Documents, upon being scanned using a scanner or the like, are typically defined using an RGB color space, e.g., in raw RGB format. However, rather than being stored in this raw scanned RGB format, the document image data is typically subjected to some form of data compression to reduce its volume, thus avoiding the high costs of storing such scanned RGB color space document image data.
Lossless Run-length compression schemes, such as Lempel-Ziv (LZ) or Lempel-Ziv-Welch (LZW), do not perform particularly well on scanned image data or, in general, image data having smoothly varying low-spatial frequencies such as gradients and/or natural pictorial data. In contrast, lossy methods such as JPEG, work fairly well on smoothly varying continuous tone image data. However, lossy methods generally do not work particularly well on binary text and/or line art image data or, in general, on any high spatial frequency image data containing sharp edges or color transitions, for example.

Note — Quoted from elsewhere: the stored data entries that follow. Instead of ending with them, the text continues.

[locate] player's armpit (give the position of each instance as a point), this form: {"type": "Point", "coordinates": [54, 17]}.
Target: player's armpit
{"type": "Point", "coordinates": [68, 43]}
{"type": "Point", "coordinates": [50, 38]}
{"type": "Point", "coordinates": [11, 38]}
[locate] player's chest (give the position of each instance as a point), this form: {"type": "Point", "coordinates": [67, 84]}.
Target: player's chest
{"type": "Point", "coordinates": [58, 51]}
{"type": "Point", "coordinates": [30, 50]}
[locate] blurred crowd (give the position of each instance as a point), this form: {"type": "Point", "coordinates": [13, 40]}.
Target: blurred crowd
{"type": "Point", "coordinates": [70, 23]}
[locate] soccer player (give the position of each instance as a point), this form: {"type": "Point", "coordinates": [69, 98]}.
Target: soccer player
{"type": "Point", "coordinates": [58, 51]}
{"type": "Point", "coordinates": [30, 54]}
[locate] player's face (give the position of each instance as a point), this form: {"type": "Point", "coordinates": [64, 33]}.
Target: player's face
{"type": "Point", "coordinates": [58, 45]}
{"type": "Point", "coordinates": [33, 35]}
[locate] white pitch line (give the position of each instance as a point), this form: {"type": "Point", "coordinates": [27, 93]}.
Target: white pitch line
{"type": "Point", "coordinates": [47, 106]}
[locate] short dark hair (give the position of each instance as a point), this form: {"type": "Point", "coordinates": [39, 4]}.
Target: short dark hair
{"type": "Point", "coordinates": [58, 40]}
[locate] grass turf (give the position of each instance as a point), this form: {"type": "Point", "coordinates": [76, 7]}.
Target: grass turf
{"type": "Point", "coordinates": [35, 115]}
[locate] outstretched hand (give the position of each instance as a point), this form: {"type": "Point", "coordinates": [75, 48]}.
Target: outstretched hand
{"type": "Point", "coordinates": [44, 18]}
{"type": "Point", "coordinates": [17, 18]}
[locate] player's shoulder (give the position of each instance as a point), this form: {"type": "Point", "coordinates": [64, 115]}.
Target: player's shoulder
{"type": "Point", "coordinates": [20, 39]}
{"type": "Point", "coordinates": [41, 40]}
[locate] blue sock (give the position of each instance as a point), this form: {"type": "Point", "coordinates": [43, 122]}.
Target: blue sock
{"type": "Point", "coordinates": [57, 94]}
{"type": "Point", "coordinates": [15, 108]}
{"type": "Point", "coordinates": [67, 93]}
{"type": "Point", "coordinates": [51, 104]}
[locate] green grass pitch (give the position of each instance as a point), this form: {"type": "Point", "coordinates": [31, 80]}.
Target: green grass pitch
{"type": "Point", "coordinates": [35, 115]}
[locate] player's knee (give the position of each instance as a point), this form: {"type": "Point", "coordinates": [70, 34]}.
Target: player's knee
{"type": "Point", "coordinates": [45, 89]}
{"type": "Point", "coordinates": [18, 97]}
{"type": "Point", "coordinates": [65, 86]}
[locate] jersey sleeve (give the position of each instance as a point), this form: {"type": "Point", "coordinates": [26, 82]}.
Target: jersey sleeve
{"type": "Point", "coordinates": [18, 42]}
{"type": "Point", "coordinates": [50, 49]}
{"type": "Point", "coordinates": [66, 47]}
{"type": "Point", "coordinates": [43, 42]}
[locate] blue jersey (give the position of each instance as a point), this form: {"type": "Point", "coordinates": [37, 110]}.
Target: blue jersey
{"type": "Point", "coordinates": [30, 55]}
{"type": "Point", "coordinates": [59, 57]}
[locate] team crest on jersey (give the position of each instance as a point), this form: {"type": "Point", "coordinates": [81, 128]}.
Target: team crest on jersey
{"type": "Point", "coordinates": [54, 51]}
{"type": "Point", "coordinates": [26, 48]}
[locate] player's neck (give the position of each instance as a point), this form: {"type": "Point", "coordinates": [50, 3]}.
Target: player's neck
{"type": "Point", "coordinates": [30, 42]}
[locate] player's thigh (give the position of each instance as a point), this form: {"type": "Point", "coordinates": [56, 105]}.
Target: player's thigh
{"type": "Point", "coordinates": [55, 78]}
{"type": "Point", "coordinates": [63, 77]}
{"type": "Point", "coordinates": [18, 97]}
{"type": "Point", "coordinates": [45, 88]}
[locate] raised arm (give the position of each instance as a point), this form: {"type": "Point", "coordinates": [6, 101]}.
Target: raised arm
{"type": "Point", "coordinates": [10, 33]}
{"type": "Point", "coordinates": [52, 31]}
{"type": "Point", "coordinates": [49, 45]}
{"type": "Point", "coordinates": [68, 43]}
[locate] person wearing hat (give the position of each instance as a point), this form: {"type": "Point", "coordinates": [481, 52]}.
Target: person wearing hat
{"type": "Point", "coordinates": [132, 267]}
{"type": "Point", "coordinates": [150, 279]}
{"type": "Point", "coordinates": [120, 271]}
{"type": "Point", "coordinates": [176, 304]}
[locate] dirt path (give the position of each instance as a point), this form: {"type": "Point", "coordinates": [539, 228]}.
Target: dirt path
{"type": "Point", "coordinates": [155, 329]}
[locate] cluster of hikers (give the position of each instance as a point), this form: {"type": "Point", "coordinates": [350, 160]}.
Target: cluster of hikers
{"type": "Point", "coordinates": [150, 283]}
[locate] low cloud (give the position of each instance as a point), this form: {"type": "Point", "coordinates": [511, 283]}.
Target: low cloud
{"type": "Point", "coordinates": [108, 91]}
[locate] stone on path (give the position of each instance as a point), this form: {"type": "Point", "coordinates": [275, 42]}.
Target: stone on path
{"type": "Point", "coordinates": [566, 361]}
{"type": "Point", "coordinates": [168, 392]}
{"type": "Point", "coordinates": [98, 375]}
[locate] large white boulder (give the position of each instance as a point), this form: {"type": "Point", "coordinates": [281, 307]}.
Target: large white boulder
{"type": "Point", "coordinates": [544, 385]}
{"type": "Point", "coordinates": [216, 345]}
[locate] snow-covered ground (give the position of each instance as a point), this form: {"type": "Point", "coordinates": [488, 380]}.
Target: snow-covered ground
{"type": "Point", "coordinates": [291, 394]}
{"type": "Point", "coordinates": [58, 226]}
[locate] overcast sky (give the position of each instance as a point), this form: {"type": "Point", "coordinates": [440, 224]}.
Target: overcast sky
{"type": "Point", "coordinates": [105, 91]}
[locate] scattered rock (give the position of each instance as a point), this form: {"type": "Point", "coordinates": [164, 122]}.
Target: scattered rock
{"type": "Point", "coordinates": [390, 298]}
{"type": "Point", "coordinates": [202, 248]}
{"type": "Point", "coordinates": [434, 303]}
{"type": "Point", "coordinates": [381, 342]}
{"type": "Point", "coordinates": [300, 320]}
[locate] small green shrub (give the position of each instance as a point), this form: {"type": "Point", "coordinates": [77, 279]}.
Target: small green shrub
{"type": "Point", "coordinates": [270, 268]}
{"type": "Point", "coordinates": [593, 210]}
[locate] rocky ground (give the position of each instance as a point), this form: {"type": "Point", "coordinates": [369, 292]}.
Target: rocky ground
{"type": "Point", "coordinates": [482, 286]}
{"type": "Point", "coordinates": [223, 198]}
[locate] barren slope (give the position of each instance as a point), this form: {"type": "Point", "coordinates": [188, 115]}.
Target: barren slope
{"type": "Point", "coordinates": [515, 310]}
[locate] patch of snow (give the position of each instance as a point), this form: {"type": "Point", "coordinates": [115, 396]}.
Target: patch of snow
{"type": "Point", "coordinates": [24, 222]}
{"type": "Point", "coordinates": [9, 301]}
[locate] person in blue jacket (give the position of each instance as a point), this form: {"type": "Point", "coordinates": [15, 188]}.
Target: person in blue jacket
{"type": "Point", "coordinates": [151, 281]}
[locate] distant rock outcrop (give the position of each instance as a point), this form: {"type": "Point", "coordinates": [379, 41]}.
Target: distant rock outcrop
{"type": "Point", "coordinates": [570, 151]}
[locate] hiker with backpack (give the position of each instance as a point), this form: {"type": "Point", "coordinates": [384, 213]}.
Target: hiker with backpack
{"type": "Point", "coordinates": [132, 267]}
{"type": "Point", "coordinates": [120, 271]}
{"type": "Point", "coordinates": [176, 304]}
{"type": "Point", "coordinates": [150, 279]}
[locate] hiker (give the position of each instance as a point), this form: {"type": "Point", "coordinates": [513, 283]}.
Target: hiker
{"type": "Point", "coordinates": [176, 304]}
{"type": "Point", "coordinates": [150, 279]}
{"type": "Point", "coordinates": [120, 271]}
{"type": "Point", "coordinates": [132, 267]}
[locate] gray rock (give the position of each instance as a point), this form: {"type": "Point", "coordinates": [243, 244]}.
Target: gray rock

Another type of image compression is shown, for example, in U.S. Pat. No. 6,633,670, which decomposes images into separate layers, each containing a limited number of image element types, e.g., text, line or photographic. Each layer can be compressed separately. Images are decomposed into foreground, background and mask layers. The value of a pixel in the mask layer is determined by partitioning the image into large and small sub-images or blocks. A sub-image mask is created for each sub-image by sorting pixels of the sub-image into large and small sub-images or blocks. A sub-image mask is created for each image by sorting pixels of the sub-image into clusters centered on the luminance of pixels of a pair of pixels or maximum luminance gradient.

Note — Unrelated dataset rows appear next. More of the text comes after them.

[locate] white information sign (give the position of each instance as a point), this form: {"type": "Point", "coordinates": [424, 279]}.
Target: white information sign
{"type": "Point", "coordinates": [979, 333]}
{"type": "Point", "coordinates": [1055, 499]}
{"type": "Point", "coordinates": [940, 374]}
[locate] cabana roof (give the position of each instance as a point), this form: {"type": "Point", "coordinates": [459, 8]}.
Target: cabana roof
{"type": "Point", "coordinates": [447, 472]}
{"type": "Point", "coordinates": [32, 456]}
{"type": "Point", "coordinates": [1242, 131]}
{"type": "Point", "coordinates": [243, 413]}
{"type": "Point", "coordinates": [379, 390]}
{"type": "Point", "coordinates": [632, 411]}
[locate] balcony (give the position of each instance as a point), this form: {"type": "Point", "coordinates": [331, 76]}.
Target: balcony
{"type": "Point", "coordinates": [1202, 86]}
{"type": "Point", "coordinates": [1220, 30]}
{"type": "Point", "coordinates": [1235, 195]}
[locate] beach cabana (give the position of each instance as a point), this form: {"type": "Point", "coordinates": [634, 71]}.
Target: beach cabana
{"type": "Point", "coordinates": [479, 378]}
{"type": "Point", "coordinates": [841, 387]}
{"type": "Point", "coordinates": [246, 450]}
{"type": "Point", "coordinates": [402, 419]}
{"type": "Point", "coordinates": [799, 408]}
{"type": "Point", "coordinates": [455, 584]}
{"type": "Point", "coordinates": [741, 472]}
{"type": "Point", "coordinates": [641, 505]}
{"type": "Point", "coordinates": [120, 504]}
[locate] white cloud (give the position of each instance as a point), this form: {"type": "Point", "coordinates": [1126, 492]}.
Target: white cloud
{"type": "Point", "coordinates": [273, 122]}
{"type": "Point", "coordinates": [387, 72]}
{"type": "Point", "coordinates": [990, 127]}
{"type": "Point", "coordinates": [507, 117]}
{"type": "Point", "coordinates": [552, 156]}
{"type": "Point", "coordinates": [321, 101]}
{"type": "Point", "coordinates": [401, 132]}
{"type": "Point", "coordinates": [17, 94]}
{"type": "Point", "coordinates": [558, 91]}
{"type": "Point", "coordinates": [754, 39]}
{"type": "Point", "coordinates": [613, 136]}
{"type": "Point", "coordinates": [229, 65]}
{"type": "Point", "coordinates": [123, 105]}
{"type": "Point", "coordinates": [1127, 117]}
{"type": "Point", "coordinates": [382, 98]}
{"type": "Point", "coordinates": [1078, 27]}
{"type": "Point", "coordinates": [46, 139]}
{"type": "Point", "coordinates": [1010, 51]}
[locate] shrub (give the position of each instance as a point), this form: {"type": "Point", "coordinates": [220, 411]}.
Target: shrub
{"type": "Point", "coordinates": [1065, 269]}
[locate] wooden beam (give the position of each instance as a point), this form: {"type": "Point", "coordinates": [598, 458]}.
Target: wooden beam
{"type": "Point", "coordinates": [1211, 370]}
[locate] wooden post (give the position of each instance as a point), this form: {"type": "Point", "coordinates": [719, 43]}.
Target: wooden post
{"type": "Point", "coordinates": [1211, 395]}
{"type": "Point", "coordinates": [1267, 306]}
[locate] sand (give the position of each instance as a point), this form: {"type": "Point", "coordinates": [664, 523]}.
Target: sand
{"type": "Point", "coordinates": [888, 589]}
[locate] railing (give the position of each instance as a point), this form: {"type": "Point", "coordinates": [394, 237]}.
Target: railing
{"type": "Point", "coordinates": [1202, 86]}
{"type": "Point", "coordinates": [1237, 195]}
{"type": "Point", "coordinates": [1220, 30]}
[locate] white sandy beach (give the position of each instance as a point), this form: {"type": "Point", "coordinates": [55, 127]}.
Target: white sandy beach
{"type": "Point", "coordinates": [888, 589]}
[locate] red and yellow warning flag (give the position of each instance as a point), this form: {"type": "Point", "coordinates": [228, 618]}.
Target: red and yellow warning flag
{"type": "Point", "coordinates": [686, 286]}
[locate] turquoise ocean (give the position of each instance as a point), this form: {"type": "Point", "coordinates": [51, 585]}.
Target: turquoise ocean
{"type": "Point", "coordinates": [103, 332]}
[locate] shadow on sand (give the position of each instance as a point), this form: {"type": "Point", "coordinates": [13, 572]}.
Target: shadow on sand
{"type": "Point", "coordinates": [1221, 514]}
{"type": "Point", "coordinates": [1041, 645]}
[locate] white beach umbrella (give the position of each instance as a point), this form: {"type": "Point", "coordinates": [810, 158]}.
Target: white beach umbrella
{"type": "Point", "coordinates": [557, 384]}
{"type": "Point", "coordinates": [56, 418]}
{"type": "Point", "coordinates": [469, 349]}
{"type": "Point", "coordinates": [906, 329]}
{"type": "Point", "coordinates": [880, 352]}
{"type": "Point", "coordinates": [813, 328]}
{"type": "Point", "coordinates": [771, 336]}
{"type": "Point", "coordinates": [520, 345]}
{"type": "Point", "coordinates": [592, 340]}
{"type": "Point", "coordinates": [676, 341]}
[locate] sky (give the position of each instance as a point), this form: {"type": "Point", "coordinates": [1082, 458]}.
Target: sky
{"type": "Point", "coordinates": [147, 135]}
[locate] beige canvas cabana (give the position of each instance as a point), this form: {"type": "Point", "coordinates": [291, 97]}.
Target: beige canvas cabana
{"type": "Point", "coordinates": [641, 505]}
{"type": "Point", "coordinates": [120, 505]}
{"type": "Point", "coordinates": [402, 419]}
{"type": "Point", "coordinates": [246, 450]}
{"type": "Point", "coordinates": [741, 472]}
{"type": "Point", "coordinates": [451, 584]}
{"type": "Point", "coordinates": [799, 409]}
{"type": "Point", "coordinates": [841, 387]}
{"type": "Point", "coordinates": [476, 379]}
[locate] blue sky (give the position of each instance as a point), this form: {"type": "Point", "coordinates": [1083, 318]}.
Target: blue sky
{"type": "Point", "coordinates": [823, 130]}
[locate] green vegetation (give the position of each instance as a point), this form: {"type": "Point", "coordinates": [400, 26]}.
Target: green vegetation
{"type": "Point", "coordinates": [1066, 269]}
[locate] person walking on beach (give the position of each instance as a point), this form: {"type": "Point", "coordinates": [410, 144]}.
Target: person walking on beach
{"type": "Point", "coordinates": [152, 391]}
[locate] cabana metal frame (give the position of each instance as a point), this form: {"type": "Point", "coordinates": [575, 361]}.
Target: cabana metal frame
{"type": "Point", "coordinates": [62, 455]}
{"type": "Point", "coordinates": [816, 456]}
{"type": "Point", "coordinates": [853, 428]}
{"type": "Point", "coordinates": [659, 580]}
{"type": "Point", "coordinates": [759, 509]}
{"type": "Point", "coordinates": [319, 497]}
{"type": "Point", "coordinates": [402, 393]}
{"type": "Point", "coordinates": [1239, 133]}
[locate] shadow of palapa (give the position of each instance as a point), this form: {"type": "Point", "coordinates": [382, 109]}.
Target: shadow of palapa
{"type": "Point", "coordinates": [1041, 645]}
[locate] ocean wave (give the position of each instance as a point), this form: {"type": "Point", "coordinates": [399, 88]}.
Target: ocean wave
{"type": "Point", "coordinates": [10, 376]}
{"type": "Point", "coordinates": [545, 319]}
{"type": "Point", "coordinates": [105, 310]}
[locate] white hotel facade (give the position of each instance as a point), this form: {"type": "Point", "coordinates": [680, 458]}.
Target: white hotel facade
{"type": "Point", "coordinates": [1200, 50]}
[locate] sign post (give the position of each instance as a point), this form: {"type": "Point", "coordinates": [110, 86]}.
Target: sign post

One approach to satisfying the compression needs of data, such as the different types of image data described above, is to use an encoder pipeline that uses a mixed raster content (MRC) format to describe the data. The image data, such as for example, image data defining a composite image having text intermingled with color and/or gray-scale information, is segmented into two or more planes. These planes are generally referred to as the background plane and the foreground planes. A selector plane is generated to indicate, for each pixel in the composite image, which of the image planes contains the actual image data that should be used to reconstruct the final output image. Segmenting the image data into planes in this manner tends to improve the overall compression of the image, because the data can be arranged into different planes such that each of the planes are smoother and more readily compressible than is the original image data. Image segmentation also allows different compression methods to be applied to the different planes. Thus, the most appropriate compression technique for the type of data in each plane can be applied to compress the data of that plane.